Simple example #8

allchemist · 2015-03-10T13:01:21Z

Hello!

Can you please provide a simple example of usage?

Thanks!

siemanko · 2015-03-10T15:42:42Z

Yes

On Tue, Mar 10, 2015, 9:01 AM allchemist notifications@github.com wrote:

Hello!

Can you please provide a simple example of usage?

Thanks!

—
Reply to this email directly or view it on GitHub
#8.

mheilman · 2015-03-10T22:14:50Z

Here's a very, very simple example that might help. It doesn't do anything useful, but it expands on the examples in the README to make something that will run.

#!/usr/bin/env python3

import numpy as np
import theano
import theano.tensor as T

from theano_lstm import (create_optimization_updates, Layer, LSTM, StackedCells)


def main():
    # Make a dataset where the network should learn whether the number 1 has been seen yet in the first column of
    # the input sequence.  This probably isn't really a good example use case for an LSTM, but it's simple.
    rng = np.random.RandomState(123456789)
    input_size = 1
    input_length = 10
    sample_size = 500
    num_iterations = 3
    examples = rng.choice([-2, -1, 0, 1, 2], (sample_size, input_length)).astype(theano.config.floatX)
    labels = np.array([[1 if np.sum(np.abs(x[:y + 1])) > 5 else 0 for y in range(len(x))]
                       for x in examples],
                      dtype=theano.config.floatX)
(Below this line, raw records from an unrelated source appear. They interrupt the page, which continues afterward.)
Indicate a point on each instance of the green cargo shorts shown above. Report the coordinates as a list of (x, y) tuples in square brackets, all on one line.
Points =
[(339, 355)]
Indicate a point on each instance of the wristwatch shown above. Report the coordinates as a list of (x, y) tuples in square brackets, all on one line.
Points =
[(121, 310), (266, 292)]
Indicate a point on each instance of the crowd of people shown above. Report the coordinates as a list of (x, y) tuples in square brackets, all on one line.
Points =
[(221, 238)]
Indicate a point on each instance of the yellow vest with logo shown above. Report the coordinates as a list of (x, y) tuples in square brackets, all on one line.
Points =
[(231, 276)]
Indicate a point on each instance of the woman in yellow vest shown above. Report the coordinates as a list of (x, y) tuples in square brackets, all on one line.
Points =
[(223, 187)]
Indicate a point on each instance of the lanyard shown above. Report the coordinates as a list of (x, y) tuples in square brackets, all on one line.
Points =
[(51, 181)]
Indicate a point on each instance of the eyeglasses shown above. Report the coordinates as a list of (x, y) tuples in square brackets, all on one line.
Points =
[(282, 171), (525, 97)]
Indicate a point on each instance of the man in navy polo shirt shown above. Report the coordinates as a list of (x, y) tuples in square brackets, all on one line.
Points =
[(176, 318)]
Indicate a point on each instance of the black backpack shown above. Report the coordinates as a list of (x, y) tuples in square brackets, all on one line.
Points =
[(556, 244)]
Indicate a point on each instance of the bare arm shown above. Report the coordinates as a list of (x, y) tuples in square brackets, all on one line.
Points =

    hidden_layer_size = 10
    num_hidden_layers = 2

    model = StackedCells(input_size,
                         layers=[hidden_layer_size] * num_hidden_layers,
                         activation=T.tanh,
                         celltype=LSTM)

    # Make the connections from the input to the first layer have linear activations.
    model.layers[0].in_gate2.activation = lambda x: x

    # Add an output layer to predict the labels for each time step.
    output_layer = Layer(hidden_layer_size, 1, T.nnet.sigmoid)
    model.layers.append(output_layer)

    def step(x, *prev_hiddens):
        activations = model.forward(x, prev_hiddens=prev_hiddens)
        return activations

    input_vec = T.vector('input_vec')
    input_mat = input_vec.dimshuffle((0, 'x'))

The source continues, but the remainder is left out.